㉑ ウィヨカと赤目






 それが歓迎の印なのか、わずかな「村」民は一本道を歩く五人に目を伏せ、そして過ぎていった。


「うあー、静かなところだね。あなたは、えっとここの代表さんなの?」


 ダイハンエイから降りると灰色の服を纏った者が一人キペたちを迎えるように歩いてくる。ニポと同じかやや年上くらいの、焼けた肌と穏やかな目が印象的な女だ。


「あたしはウィヨカ。でも今はあまり尋ねないで。長に会うまでは。」


 暗に定められた慣わしなのかもしれない。

 それを知っていたニポはただ黙ってウィヨカの後をついていくよう言っただけだった。


 ただ。


「この光景に驚くなってのは、さすがに無理があるよな。」


 多くの者は余裕のある服を纏っていたもののその異形は遠目にでもわかる。


「今は黙っといてくんなアヒオ。仲良くなる前じゃ全部皮肉に聞こえちまうんだからね。」



 そうして間もなく黒く塗られた大きな屋敷へと五人は辿り着く。


「ここよ。入って。」


 そこは薄暗い空間を幾つもの火が飾り、壁と床の間に取られたかすかな明かり取りだけが正しい色で照らしているだけの部屋だった。
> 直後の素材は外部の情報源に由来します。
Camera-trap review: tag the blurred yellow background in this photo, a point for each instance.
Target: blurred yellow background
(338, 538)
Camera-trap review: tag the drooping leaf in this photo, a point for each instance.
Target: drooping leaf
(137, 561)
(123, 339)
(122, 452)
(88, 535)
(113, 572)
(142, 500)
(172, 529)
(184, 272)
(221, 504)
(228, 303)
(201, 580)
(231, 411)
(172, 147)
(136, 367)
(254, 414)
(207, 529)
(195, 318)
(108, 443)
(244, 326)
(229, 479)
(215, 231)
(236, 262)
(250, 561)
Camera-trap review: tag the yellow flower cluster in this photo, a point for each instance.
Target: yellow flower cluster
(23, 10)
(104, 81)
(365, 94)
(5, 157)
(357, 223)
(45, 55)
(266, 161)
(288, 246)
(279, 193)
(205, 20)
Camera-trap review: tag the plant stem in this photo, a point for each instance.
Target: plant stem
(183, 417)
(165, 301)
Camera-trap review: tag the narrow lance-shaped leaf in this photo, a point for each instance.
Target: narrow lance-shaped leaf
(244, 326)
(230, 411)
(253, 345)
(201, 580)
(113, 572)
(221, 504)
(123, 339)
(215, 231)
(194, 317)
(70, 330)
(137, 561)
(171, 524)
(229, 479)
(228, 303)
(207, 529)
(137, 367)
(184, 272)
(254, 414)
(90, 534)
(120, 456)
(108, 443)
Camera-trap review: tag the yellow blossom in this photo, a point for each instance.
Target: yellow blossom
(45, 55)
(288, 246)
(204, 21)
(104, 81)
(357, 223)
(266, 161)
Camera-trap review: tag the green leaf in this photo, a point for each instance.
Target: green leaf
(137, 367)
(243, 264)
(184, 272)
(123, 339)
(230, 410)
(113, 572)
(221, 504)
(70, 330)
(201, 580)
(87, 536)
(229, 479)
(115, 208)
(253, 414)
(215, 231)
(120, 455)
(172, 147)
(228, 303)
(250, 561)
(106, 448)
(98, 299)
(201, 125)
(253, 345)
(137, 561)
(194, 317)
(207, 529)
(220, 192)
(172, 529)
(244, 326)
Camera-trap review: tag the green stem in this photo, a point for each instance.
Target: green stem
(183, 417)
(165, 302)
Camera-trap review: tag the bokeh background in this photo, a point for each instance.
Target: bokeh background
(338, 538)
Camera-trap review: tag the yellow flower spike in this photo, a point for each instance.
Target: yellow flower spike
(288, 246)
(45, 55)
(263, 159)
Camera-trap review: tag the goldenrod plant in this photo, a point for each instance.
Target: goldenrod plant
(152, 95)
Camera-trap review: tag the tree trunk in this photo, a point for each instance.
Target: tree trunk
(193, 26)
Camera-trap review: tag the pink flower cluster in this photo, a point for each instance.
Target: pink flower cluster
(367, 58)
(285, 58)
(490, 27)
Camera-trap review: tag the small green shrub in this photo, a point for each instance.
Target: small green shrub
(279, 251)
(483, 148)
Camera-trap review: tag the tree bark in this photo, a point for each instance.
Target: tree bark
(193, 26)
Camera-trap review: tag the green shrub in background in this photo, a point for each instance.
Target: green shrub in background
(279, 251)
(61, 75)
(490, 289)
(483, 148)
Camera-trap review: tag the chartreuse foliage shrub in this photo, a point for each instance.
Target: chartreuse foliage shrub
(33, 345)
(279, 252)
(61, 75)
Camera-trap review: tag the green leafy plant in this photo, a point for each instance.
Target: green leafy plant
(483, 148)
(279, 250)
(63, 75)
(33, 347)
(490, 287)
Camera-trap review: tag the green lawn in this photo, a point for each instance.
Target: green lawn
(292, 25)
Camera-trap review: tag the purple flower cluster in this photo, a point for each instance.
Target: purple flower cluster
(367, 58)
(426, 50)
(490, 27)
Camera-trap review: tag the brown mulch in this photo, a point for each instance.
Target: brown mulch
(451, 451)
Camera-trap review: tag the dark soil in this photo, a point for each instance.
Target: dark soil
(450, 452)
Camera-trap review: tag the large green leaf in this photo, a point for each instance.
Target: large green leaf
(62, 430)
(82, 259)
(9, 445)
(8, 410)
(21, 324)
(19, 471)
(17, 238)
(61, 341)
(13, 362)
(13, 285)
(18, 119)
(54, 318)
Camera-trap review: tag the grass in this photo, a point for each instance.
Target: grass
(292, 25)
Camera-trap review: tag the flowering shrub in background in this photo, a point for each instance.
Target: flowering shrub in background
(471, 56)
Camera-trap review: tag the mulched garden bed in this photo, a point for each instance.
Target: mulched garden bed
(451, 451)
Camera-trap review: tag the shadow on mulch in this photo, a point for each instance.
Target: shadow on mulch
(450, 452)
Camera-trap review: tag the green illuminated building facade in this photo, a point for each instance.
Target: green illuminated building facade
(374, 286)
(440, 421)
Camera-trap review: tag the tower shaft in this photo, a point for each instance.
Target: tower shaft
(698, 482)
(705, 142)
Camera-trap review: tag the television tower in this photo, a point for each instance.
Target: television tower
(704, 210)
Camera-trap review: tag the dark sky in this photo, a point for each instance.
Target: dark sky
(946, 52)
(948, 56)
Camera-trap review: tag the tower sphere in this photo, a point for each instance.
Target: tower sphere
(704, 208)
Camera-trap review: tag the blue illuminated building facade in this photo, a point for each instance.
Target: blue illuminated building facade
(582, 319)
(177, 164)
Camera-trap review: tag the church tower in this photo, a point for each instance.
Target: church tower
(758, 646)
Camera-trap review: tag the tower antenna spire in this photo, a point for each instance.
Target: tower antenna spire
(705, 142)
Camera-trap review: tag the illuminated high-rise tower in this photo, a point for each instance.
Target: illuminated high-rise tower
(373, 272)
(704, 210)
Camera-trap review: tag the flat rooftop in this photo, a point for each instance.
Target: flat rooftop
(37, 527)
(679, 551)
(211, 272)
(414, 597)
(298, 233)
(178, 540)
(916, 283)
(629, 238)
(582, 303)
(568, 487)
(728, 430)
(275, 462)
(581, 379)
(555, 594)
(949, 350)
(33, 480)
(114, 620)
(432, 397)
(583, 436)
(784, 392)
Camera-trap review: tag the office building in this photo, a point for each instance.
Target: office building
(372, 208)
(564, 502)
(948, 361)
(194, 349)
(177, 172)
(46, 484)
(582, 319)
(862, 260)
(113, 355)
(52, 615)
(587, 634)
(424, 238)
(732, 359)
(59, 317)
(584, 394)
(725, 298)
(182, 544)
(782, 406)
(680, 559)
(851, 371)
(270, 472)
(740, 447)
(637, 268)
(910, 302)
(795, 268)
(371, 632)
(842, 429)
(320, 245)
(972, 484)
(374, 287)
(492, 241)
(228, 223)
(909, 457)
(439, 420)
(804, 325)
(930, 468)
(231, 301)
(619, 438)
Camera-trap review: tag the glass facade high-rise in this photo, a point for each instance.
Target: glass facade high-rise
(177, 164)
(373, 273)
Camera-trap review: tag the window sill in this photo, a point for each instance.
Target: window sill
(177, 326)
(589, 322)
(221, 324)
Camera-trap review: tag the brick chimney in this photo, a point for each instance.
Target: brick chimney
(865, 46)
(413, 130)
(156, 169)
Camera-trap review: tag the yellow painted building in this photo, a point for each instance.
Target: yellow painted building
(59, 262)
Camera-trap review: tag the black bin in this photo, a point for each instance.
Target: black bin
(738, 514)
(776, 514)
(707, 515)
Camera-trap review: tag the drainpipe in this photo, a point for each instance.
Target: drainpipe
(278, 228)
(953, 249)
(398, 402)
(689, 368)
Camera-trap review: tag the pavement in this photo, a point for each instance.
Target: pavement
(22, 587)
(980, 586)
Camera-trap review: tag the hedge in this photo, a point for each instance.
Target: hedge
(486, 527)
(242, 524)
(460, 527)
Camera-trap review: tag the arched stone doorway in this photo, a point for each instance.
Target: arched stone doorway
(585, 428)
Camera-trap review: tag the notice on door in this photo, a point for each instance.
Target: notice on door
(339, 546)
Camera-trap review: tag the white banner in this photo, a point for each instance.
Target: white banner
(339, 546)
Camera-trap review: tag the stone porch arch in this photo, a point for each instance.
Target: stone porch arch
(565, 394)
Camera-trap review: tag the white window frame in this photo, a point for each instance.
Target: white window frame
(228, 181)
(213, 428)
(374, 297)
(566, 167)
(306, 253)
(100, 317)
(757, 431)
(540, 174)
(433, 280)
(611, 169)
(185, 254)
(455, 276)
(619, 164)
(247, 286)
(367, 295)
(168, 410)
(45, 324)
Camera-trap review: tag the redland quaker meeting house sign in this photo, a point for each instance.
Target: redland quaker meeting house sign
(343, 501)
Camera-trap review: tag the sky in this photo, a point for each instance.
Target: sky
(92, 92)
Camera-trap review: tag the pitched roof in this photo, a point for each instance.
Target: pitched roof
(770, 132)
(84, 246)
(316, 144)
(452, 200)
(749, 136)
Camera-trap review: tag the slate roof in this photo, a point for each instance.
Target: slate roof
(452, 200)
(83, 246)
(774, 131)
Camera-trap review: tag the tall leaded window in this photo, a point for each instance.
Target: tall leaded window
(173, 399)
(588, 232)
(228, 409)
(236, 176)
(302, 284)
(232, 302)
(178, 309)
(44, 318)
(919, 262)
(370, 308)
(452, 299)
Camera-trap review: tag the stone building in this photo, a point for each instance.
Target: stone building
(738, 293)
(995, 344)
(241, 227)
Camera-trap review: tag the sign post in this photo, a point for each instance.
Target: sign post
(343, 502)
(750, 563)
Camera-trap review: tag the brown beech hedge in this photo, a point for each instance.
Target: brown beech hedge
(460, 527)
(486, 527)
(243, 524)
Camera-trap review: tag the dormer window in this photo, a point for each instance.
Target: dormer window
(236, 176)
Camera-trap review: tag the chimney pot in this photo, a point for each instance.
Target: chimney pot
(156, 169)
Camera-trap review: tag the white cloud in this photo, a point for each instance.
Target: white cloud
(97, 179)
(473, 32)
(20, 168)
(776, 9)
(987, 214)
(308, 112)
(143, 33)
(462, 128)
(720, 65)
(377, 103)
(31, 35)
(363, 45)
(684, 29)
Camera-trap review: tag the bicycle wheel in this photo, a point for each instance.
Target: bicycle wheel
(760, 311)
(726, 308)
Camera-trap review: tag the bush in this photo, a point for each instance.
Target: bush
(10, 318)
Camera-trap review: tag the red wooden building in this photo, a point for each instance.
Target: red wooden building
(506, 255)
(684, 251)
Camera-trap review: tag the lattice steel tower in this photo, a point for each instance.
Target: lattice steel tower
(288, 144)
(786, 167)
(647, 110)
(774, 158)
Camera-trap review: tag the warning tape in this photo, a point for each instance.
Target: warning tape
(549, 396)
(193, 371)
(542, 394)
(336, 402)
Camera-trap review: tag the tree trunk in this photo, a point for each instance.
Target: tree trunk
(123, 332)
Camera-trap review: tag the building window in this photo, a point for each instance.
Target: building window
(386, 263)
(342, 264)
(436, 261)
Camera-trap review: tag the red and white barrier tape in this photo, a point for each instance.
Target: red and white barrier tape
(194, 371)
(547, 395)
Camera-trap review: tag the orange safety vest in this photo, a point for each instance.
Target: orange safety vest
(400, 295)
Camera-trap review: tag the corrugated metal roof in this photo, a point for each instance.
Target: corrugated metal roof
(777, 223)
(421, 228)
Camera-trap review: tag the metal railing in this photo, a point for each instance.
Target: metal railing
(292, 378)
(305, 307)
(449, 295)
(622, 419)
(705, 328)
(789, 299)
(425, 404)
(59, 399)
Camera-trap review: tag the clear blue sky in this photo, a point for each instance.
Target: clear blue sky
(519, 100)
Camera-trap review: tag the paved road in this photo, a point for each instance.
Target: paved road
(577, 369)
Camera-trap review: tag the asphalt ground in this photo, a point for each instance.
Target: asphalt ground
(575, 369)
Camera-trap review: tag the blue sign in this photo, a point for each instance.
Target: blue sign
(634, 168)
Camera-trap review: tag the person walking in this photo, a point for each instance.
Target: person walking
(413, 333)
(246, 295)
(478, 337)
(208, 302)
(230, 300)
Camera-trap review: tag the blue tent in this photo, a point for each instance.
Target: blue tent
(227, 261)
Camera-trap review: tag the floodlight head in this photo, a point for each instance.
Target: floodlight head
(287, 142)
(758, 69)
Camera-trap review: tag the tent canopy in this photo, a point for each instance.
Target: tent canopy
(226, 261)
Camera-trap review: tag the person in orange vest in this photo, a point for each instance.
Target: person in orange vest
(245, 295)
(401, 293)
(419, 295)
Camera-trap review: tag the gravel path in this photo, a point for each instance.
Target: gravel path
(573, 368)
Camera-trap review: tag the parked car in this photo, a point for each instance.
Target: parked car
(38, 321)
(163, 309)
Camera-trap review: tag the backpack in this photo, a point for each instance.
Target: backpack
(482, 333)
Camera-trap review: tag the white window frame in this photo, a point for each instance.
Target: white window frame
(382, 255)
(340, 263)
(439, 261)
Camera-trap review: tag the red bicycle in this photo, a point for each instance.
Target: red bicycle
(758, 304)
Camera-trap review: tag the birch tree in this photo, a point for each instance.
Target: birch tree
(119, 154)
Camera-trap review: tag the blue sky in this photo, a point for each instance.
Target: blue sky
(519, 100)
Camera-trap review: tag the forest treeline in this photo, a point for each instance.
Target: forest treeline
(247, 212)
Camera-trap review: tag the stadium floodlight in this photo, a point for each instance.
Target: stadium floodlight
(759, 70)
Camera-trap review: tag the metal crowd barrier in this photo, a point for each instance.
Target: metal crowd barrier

 その光景は静けさと相まって訪れる者の心を不思議と揺らしてしまう。


「やあ。」


 そんな中、数人が居並ぶ大きな丸テーブルの奥から白い男がこちらに呼びかけてくる。


「迷惑かけるね、赤目。」


 そうして唯一の出身者であるニポが上座に座るまっ白な男に言葉を返す。

 髪も肌も服もまっ白な男はその呼び名の通り、瞳を宝石のような赤に光らせていた。


「きみが連れてきたヒトなのだから用心する必要はないと思うけど、ご紹介願えるかな、ニポ。」


 とても村の長、とは思えないほど若い赤目が、静かにやさしくキペたちへ目を向ける。


「あ、僕、キペといいます。ヌイ族です。」


 この村のすべてがまるで音を食べる生き物のように伝う声はすぐに溶けて消えてしまう。ぱちん、とうたかたのように弾けるのではなく、手に舞い降りた雪が水に変わるよう、やわらかく、懐かしく融けていくような。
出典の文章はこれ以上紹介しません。